The causes of death were categorized following the Korean standard classification of diseases (KCD), which was developed based on the International Statistical Classification of Diseases and Related Health Problems (ICD) by the WHO41,42. Though 14 categories had reported deaths, we merged three categories with limited numbers of deaths (Diseases of the blood and blood-forming organs and certain disorders involving the immune mechanism, Diseases of the skin and subcutaneous tissue, and Diseases of the musculoskeletal system and connective tissue) into one, and finally, the causes of death were categorized into 12 classifications (Supplemental Table 3, Table 3).

The past medical histories of the participants were evaluated using ICD-10 codes. To ensure the accuracy of the diagnosis, hypertension (I10 and I15), diabetes (E10-E14), and hyperlipidemia (E78) were considered positive if the participants were treated ≥2 times. Ischemic heart disease (I24 and I25) and stroke (I60-I66) were considered positive if the participants were treated ≥1 time.
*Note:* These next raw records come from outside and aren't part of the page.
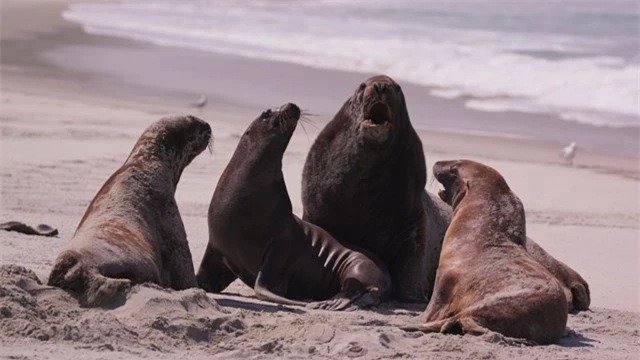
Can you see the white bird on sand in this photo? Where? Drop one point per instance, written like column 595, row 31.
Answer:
column 202, row 102
column 569, row 152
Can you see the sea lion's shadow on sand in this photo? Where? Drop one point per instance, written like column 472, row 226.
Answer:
column 570, row 340
column 575, row 339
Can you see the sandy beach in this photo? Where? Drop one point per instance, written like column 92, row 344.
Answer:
column 72, row 106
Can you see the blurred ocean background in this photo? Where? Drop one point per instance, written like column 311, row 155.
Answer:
column 576, row 59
Depression was defined using the ICD-10 codes F31 (bipolar affective disorder) through F39 (unspecified mood disorder) recorded by a psychiatrist.

Statistical analyses

Chi-square tests were used to compare the general characteristics between the blindness and control groups. A chi-square test or Fisher’s exact test was used to compare the percentage of death between the blindness group and the control group according to the categories of cause of death. In this analysis, to adjust for the expected value of the incorrectly declined null hypothesis, the false discovery rate was used.

To analyze the cumulative survival rate of the blindness and control groups, Kaplan-Meier survival analysis with the log-rank test was used. To analyze the HR for mortality in the blindness population compared with the control population, a Cox proportional hazard model was used. In this analysis, crude (simple) and adjusted (age, sex, income, region of residence, hypertension, diabetes, hyperlipidemia, ischemic heart disease, stroke and depression histories) models were used. In the subgroup analyses, we divided the participants according age (young: <60 years old; old: ≥60 years old) and sex. Then, the old age group was subdivided into three subgroups (60~69 years old, 70~79 years old, and ≥80 years old) to check the trend in the adjusted HRs according to age in the elderly population.

Two-tailed analyses were conducted, and P-values less than 0.05 were considered to indicate significance. The results were statistically analyzed using SPSS v. 21.0 (IBM, Armonk, NY, USA).